Miró's relationship with Japan goes back a long way. The artist traveled to the country for the first time in 1966, for a retrospective, after years of hesitating to go to Japan to learn about its art and traditions. Among other curiosities, a photograph of him with a sumo champion and a visit to a flower art school run by Sofu Teshigahara survive from that trip. Miró was an enthusiast of the country, which he also became familiar with thanks to the mediation of the artist Eudald Serra and the folklorist Cels Gomis, organizers of the first exhibition of Japanese folk art in Barcelona in 1950. Miró showed a special interest in the kokeshi, traditional Japanese wooden dolls, as well as small objects and everyday toys (such as Mallorcan siurells). Her work also reflects the influence of Japanese calligraphy and the use of materials in her art.

Cargando
No hay anuncios

A dinner to explain (and sell) Catalonia

If Miró is an ambassador of Catalonia in his own right in Japan, so is Catalan cuisine. With the aim of further expanding the fame of Catalan gastronomy in the country, and taking advantage of the president's trip, the Catalan Tourism Agency organized a gastronomic cocktail party this Monday under the name Tastry Catalonia Conceived and executed by Carme Ruscalleda and Joan Roca on the occasion of the designation of Catalonia as a World Region of Gastronomy 2025. In front of some 200 guests at the Ritz Hotel in Tokyo, tastings of calçots, tomato bread with Vic sausage, and Barce bombas were presented.
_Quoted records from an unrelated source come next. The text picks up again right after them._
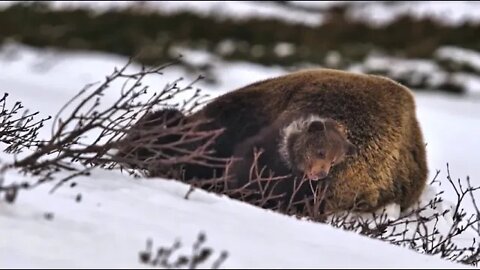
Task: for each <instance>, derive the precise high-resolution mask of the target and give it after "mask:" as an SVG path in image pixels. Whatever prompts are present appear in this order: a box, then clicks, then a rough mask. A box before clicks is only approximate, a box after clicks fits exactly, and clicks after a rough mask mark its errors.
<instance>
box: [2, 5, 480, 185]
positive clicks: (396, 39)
mask: <svg viewBox="0 0 480 270" xmlns="http://www.w3.org/2000/svg"><path fill="white" fill-rule="evenodd" d="M479 11H480V2H472V1H468V2H467V1H463V2H462V1H459V2H453V1H451V2H448V1H444V2H413V1H412V2H406V1H398V2H382V1H377V2H368V1H367V2H348V1H317V2H310V1H276V2H274V1H257V2H253V1H252V2H238V1H225V2H215V1H212V2H188V1H173V2H168V1H165V2H160V1H156V2H151V1H145V2H141V1H137V2H133V1H110V2H109V1H102V2H88V1H87V2H81V1H57V2H56V1H52V2H27V1H24V2H17V1H6V2H0V90H2V91H3V92H5V91H6V92H10V93H11V94H14V96H15V94H16V97H18V98H19V99H21V100H22V101H23V102H24V105H25V106H27V107H30V108H32V109H38V110H40V111H41V112H44V113H46V114H48V113H54V112H55V110H56V108H59V107H60V106H61V105H63V104H64V102H65V101H67V100H68V99H69V98H70V97H71V96H72V95H73V94H72V93H75V92H76V91H78V90H79V89H81V88H82V87H83V86H84V85H85V84H86V83H90V82H92V81H95V80H98V79H99V78H100V79H102V78H104V76H105V75H107V74H109V73H110V72H111V71H112V70H113V67H115V66H117V67H119V66H123V65H124V64H125V62H126V61H127V60H128V58H130V57H132V58H133V59H134V61H135V63H137V64H146V65H156V64H164V63H166V62H168V61H170V60H172V59H175V58H177V57H178V56H179V55H182V56H183V57H182V58H181V62H180V64H179V65H178V66H175V67H174V68H173V69H172V70H171V72H170V73H168V74H166V77H165V78H166V79H163V80H162V79H160V80H156V81H155V80H154V81H152V85H156V86H158V87H162V86H163V85H165V83H166V82H168V80H173V79H175V78H176V77H178V76H182V77H185V78H195V77H196V76H197V75H199V74H202V75H204V76H205V79H204V80H203V81H202V82H201V83H200V84H199V86H200V87H201V88H202V89H203V90H205V91H207V92H210V93H213V95H219V94H222V93H224V92H225V91H230V90H234V89H235V88H238V87H241V86H243V85H246V84H249V83H252V82H254V81H256V80H260V79H266V78H268V77H272V76H276V75H280V74H283V73H286V72H289V71H294V70H298V69H301V68H309V67H328V68H336V69H343V70H350V71H353V72H364V73H371V74H381V75H385V76H388V77H390V78H392V79H395V80H397V81H399V82H401V83H403V84H405V85H406V86H408V87H410V88H411V89H413V90H414V92H415V94H416V97H417V104H418V116H419V120H420V122H421V124H422V127H423V129H424V135H425V138H426V142H427V151H428V156H429V165H430V168H431V174H434V173H435V170H436V169H439V170H445V168H446V166H445V165H446V163H447V162H449V163H450V165H451V166H450V168H451V169H452V174H454V175H453V177H454V178H455V177H457V176H458V177H459V178H465V176H467V175H469V176H471V178H472V179H474V178H475V179H477V180H476V181H477V183H480V169H478V167H479V166H478V160H480V151H479V150H480V140H478V138H479V137H480V136H479V135H480V115H479V114H480V104H479V103H480V12H479ZM47 93H48V94H47ZM52 95H54V99H52ZM455 173H456V175H455Z"/></svg>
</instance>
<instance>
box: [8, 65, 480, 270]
mask: <svg viewBox="0 0 480 270" xmlns="http://www.w3.org/2000/svg"><path fill="white" fill-rule="evenodd" d="M129 64H130V63H128V64H127V65H125V66H124V67H123V68H121V69H115V70H114V71H113V73H112V74H110V75H109V76H107V77H106V78H105V80H104V81H103V82H102V83H100V84H98V85H97V86H94V85H93V84H92V85H88V86H86V87H85V88H84V89H82V90H81V91H80V92H79V93H78V94H77V95H76V96H75V97H74V98H72V99H71V100H70V101H69V102H68V103H67V104H65V106H64V107H63V108H62V109H61V110H60V111H59V112H58V114H57V115H56V116H55V117H54V119H53V123H52V130H51V136H50V137H49V138H48V139H46V140H39V139H38V130H39V129H40V128H42V126H43V124H44V121H46V120H47V119H48V118H45V119H41V120H34V118H35V116H36V113H33V114H32V113H28V111H27V112H25V113H23V114H21V115H20V110H21V109H22V108H23V107H22V106H21V104H20V103H16V104H15V105H14V106H13V108H12V109H6V107H7V106H6V95H5V96H4V97H3V98H2V99H0V106H1V107H2V112H1V114H0V121H1V122H0V123H1V126H0V141H1V142H3V143H5V144H6V145H7V148H6V149H5V151H6V152H8V153H19V152H23V153H22V157H20V158H18V159H16V160H15V161H14V162H13V163H11V164H4V165H3V166H2V167H1V171H0V172H1V173H0V176H2V177H0V195H2V196H4V198H5V200H6V201H8V202H13V201H14V200H15V198H16V195H17V192H18V190H21V189H29V188H33V187H35V186H38V185H40V184H42V183H45V182H47V181H52V180H56V181H57V183H56V184H55V185H54V187H53V188H52V192H53V191H54V190H56V189H57V188H58V187H60V186H62V185H63V184H64V183H66V182H67V181H69V180H71V179H73V178H74V177H76V176H78V175H85V174H88V173H89V172H90V170H92V169H93V168H104V169H110V170H113V169H120V170H122V171H123V170H126V171H127V172H128V173H130V174H135V175H147V176H149V175H151V174H154V175H156V176H164V177H168V178H175V179H178V180H182V177H181V176H182V175H181V170H179V169H181V167H182V166H183V165H184V164H197V165H202V166H212V167H222V168H223V169H225V174H224V175H223V176H220V177H218V178H212V179H206V180H195V181H192V182H189V184H191V186H192V187H195V188H202V189H205V190H208V191H212V192H215V193H218V194H225V195H227V196H230V197H232V198H234V199H237V200H241V201H244V202H247V203H250V204H252V205H255V206H258V207H262V208H267V209H272V210H274V211H278V212H280V213H283V214H287V215H294V216H297V217H299V218H306V219H310V220H313V221H317V222H326V223H328V224H331V225H332V226H334V227H337V228H342V229H345V230H350V231H355V232H358V233H360V234H362V235H366V236H369V237H373V238H377V239H381V240H384V241H387V242H390V243H392V244H395V245H402V246H408V247H410V248H412V249H414V250H416V251H418V252H421V253H427V254H431V255H436V256H440V257H441V258H444V259H448V260H452V261H456V262H461V263H465V264H471V265H476V264H477V263H478V261H479V260H480V250H479V246H478V243H477V241H478V240H473V239H474V238H475V237H479V236H480V228H479V223H480V212H479V210H478V206H477V204H476V201H475V196H474V192H475V191H477V190H478V189H479V187H472V186H471V184H470V181H469V179H467V184H466V185H465V184H462V183H461V181H453V180H452V179H451V177H450V174H448V180H449V183H450V184H451V186H452V188H453V189H454V192H455V194H457V197H458V200H457V202H456V204H455V207H454V208H453V209H446V210H444V211H436V210H437V208H438V207H439V206H440V205H441V204H442V203H443V199H442V192H440V193H438V194H437V196H435V198H434V199H432V200H431V201H430V202H428V203H426V204H425V205H421V206H419V207H418V208H416V209H414V210H413V211H411V212H410V213H407V214H405V215H403V216H401V217H398V218H393V219H392V218H390V217H388V216H387V215H386V213H381V214H379V215H375V214H374V215H373V218H369V219H363V218H361V217H360V218H358V217H357V218H352V215H351V214H353V213H354V211H353V210H355V209H352V211H350V212H347V213H345V214H343V215H341V214H336V215H333V216H332V215H328V214H329V213H323V211H322V208H323V202H324V198H325V197H324V196H325V194H326V193H325V192H326V191H327V190H328V183H325V184H320V185H316V186H314V185H312V183H311V182H309V181H305V180H302V179H297V180H295V181H291V179H292V178H291V176H289V175H286V176H284V175H273V174H271V173H270V172H269V171H267V170H266V168H264V167H260V166H259V165H258V164H257V161H258V157H259V156H260V155H261V152H257V153H255V158H254V162H253V164H252V167H251V170H250V181H249V182H248V183H246V184H245V185H243V186H241V187H235V186H232V185H231V180H232V179H230V175H229V170H230V168H231V165H232V164H233V163H232V162H233V160H225V159H220V158H216V157H215V156H214V153H212V152H211V151H210V149H209V146H210V145H211V144H212V143H213V142H214V141H215V139H216V138H217V137H218V136H219V135H220V134H221V132H222V130H207V131H205V130H204V131H199V130H198V129H197V128H198V126H199V125H201V124H203V123H201V122H195V123H192V122H184V121H183V120H184V116H188V115H189V114H190V113H192V112H193V111H195V110H196V109H197V108H198V107H199V106H201V105H203V103H204V102H205V101H204V100H205V98H206V96H204V95H202V94H201V93H200V91H199V90H198V89H193V83H195V82H196V81H194V82H193V83H192V84H189V85H187V86H186V87H180V86H179V83H180V81H181V79H178V80H176V81H174V82H173V83H170V84H167V85H166V86H165V87H164V88H163V89H162V90H160V91H158V92H154V93H151V94H149V87H148V86H145V85H144V84H143V82H142V80H143V79H144V78H145V77H146V76H149V75H162V72H163V71H164V70H165V69H166V68H167V67H169V66H170V65H171V64H168V65H164V66H160V67H154V68H145V67H143V68H141V70H140V71H137V72H132V73H129V72H127V68H128V67H129ZM172 64H173V63H172ZM118 81H123V84H122V87H120V88H119V89H117V88H115V87H112V85H113V83H114V82H118ZM115 90H116V91H117V92H116V93H117V94H118V98H117V99H114V100H113V102H109V101H108V100H106V99H105V97H107V96H112V93H111V92H110V91H115ZM191 90H193V91H192V92H193V93H191V94H190V96H189V98H187V99H185V100H184V101H181V102H175V101H176V99H177V97H178V96H180V95H182V94H188V93H189V92H190V91H191ZM113 94H115V93H113ZM165 109H168V110H165ZM159 112H161V113H159ZM172 115H173V117H172ZM27 150H28V151H27ZM7 169H17V170H20V171H22V172H23V173H26V174H29V175H34V176H37V177H38V180H37V181H36V182H34V183H33V184H30V183H27V182H25V183H14V184H9V185H6V184H5V181H4V179H3V172H5V170H7ZM58 172H67V174H66V175H67V176H65V177H63V178H59V177H58V176H57V173H58ZM179 172H180V173H179ZM437 175H438V174H437ZM435 182H436V178H435V179H434V181H432V183H431V184H433V183H435ZM285 187H287V189H286V190H287V192H285ZM277 188H280V189H277ZM192 190H193V189H191V190H189V193H191V192H192ZM189 193H187V194H186V198H188V195H189ZM469 198H470V199H471V201H472V203H473V205H474V209H475V210H476V211H475V213H474V214H470V215H469V214H467V213H466V212H465V210H464V209H463V205H464V202H465V200H466V199H469ZM449 216H450V217H451V223H450V225H449V227H448V229H447V230H446V231H445V230H441V228H439V227H438V226H440V225H439V224H440V223H441V221H442V220H443V219H448V217H449ZM412 228H413V229H412ZM469 232H473V233H474V236H473V235H472V246H469V247H462V246H460V245H459V244H458V242H457V239H459V238H461V237H465V235H467V234H468V233H469ZM157 255H158V254H157ZM158 256H160V255H158ZM158 256H157V257H158ZM162 256H163V255H162ZM149 258H150V259H152V258H151V257H149ZM158 260H160V261H162V260H164V258H163V257H161V256H160V257H159V258H157V261H158ZM145 261H146V262H150V263H151V261H149V260H145ZM181 263H182V264H184V263H186V260H182V261H181ZM154 265H158V264H154Z"/></svg>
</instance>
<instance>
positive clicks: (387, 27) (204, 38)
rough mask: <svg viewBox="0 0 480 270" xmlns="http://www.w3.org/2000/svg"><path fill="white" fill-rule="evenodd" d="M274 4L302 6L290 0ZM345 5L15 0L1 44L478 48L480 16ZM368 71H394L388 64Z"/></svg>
mask: <svg viewBox="0 0 480 270" xmlns="http://www.w3.org/2000/svg"><path fill="white" fill-rule="evenodd" d="M277 4H278V5H286V6H288V8H296V9H302V7H298V6H297V7H295V6H292V5H291V4H290V3H288V2H278V3H277ZM350 8H354V6H353V5H352V3H344V4H339V5H337V6H332V7H329V8H323V9H321V10H315V9H306V10H309V11H310V12H321V13H322V14H323V15H324V16H325V17H326V20H325V22H324V23H323V24H321V25H319V26H307V25H303V24H295V23H291V22H285V21H281V20H276V19H268V18H254V19H248V20H242V21H238V20H231V19H219V18H215V17H206V16H201V15H198V14H194V13H190V12H182V13H176V14H171V15H166V14H160V13H158V12H155V11H153V10H146V9H142V8H141V5H136V6H132V7H130V8H126V9H116V10H108V11H105V12H101V13H94V12H92V11H91V10H88V9H85V8H78V9H69V10H53V9H51V8H50V6H49V4H48V2H33V3H17V4H14V5H11V6H8V7H6V8H4V9H3V10H0V25H1V27H0V44H1V43H4V42H7V41H15V42H20V43H24V44H27V45H32V46H37V47H55V48H61V49H69V50H92V51H102V52H109V53H115V54H120V55H124V56H128V57H132V56H135V60H136V61H138V62H140V63H142V64H147V65H155V64H159V63H164V62H166V61H170V60H171V59H173V58H176V57H177V53H176V52H175V50H174V48H176V47H179V46H181V47H187V48H193V49H202V50H207V51H209V52H211V53H213V54H215V55H218V56H220V57H221V58H222V59H224V60H245V61H249V62H254V63H259V64H262V65H281V66H285V67H292V66H295V65H302V64H305V63H307V64H313V65H322V66H327V67H333V68H347V67H348V66H349V65H351V64H353V63H359V62H361V61H363V60H364V59H365V57H366V56H367V55H368V54H370V53H372V52H373V51H375V52H382V53H385V54H386V55H389V56H396V57H402V58H423V59H434V60H435V55H434V54H435V52H436V50H437V49H439V48H440V47H442V46H457V47H461V48H466V49H472V50H477V51H480V39H479V38H478V34H479V33H480V24H479V23H465V24H461V25H457V26H450V25H442V24H441V23H439V22H437V21H435V20H434V19H431V18H414V17H412V16H401V17H398V18H397V19H395V20H394V21H392V22H391V23H388V24H386V25H383V26H373V25H371V24H369V23H368V22H365V21H359V20H357V21H355V20H352V19H351V18H349V17H348V16H347V12H348V11H349V9H350ZM287 10H288V9H287ZM279 43H287V44H291V46H293V47H292V49H293V51H292V52H291V53H287V54H284V55H278V53H276V51H277V50H276V46H277V45H278V44H279ZM329 52H338V53H339V55H340V56H341V59H340V61H339V62H337V63H335V65H334V66H329V63H328V61H326V57H327V55H328V54H329ZM435 61H436V62H437V63H438V64H439V65H440V66H441V67H442V69H443V70H444V71H446V72H447V73H451V72H457V71H464V72H467V73H472V74H475V75H476V76H478V75H479V74H480V71H479V70H477V69H476V68H475V67H471V66H469V65H468V64H465V63H463V64H458V63H453V64H452V63H451V62H449V61H445V60H439V59H436V60H435ZM183 64H184V65H185V66H188V67H190V68H194V70H195V71H202V70H203V71H204V70H205V69H208V68H209V66H208V63H207V64H204V65H202V66H189V64H188V63H186V62H184V63H183ZM368 71H369V72H371V73H378V74H384V75H391V74H389V72H388V70H368ZM392 76H393V75H392ZM406 76H409V75H406ZM394 79H397V80H399V81H401V82H402V83H404V84H406V85H407V86H410V87H413V88H422V89H441V90H445V91H450V92H456V93H461V92H463V91H464V90H465V89H464V87H462V86H461V85H458V83H456V82H454V81H447V82H445V83H443V84H442V85H440V86H438V85H436V86H430V85H428V83H425V80H420V81H419V82H412V81H410V80H408V78H403V77H399V78H394Z"/></svg>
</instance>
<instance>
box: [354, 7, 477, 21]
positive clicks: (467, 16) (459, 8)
mask: <svg viewBox="0 0 480 270" xmlns="http://www.w3.org/2000/svg"><path fill="white" fill-rule="evenodd" d="M479 8H480V3H479V2H478V1H403V2H397V3H386V2H374V1H373V2H367V3H358V4H357V5H355V6H354V8H352V9H350V10H349V14H348V15H349V16H350V17H352V18H354V19H360V20H365V21H368V22H371V23H372V24H374V25H378V26H380V25H386V24H388V23H390V22H392V21H394V20H395V19H396V18H398V17H400V16H405V15H410V16H412V17H414V18H418V19H422V18H427V17H429V18H433V19H435V20H437V21H438V22H441V23H442V24H445V25H461V24H462V23H468V22H478V21H480V13H478V12H477V10H478V9H479Z"/></svg>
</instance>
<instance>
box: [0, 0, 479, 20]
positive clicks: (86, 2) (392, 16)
mask: <svg viewBox="0 0 480 270" xmlns="http://www.w3.org/2000/svg"><path fill="white" fill-rule="evenodd" d="M15 2H18V1H2V2H0V7H2V6H8V5H11V4H12V3H15ZM290 2H291V4H293V5H296V6H299V7H302V8H309V7H312V8H314V9H317V10H318V9H319V8H329V7H332V6H335V5H339V4H350V5H351V9H350V10H349V12H348V16H350V17H351V18H354V19H359V20H363V21H367V22H370V23H372V24H374V25H385V24H388V23H390V22H392V21H394V20H395V19H396V18H398V17H400V16H402V15H405V14H409V15H411V16H413V17H415V18H425V17H432V18H434V19H436V20H438V21H439V22H442V23H443V24H446V25H460V24H462V23H468V22H478V21H480V13H479V12H477V10H478V9H479V8H480V3H479V2H478V1H419V2H417V1H403V2H393V3H385V2H375V1H358V2H351V1H290ZM50 4H51V6H52V7H53V8H54V9H67V8H78V7H82V8H89V9H91V10H92V11H94V12H99V13H100V12H105V11H107V10H112V9H123V8H134V9H135V10H136V11H137V12H142V11H147V12H152V11H153V12H158V13H162V14H177V13H180V12H192V13H195V14H199V15H200V16H205V17H207V16H212V17H215V18H217V19H220V20H224V19H234V20H247V19H250V18H268V19H277V20H283V21H286V22H291V23H299V24H304V25H308V26H318V25H321V24H322V23H323V21H324V15H323V14H322V13H321V12H316V11H315V10H311V11H306V10H300V9H294V8H291V7H285V6H282V5H278V4H276V3H274V2H267V1H265V2H253V1H201V2H198V1H140V2H136V1H50Z"/></svg>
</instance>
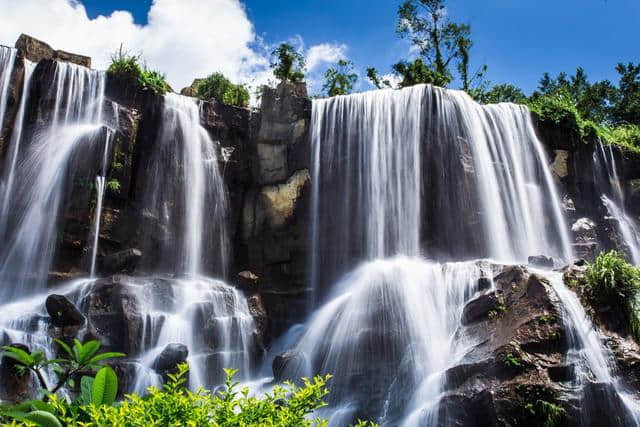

Influencers Japanese have approached the two chefs while, at two work tables in the party room, Ruscalleda and Roca have just finished plating an anchovy from L'Escala with cottage cheese on a carquiñoli and an innovative salty sweet filled with duck with panels with Santas, they have finished some Santa, wines from Familia Torres, Recaredo and Freixenet.

Cargando
No hay anuncios

From the stage, the Catalan president linked Japan's passion for Miró with the country's gastronomy. "It's another example, like this dinner, of Japan's interest in Catalan culture," he emphasized. According to the Catalan Tourism Agency, culture and gastronomy are the two main reasons for Japanese tourists to visit the country. Illa also highlighted the recognition that Catalan gastronomy represents for being a World Region of Gastronomy, a distinction that "reaps the fruits" sown by El Bulli, Sant Pau, and Bodega de Can Roca, the three winners of the award for best restaurant in the world.

Cargando
No hay anuncios

Beyond the fraternal relationship that Catalonia wants to foster with Japan—two countries that share "a culture of hard work, esteem for knowledge, respect for the territory, and a willingness to cooperate," according to Illa—there are also economic reasons. Some 500,000 tourists come to Catalonia from Japan and Korea each year (before the pandemic, there were up to 700,000), and the idea is for even more. In the case of the Japanese, the average daily spending is 600 euros, well above the average spending of foreign tourists (211 euros). The trend is similar among Koreans, with a daily spending of 570 euros.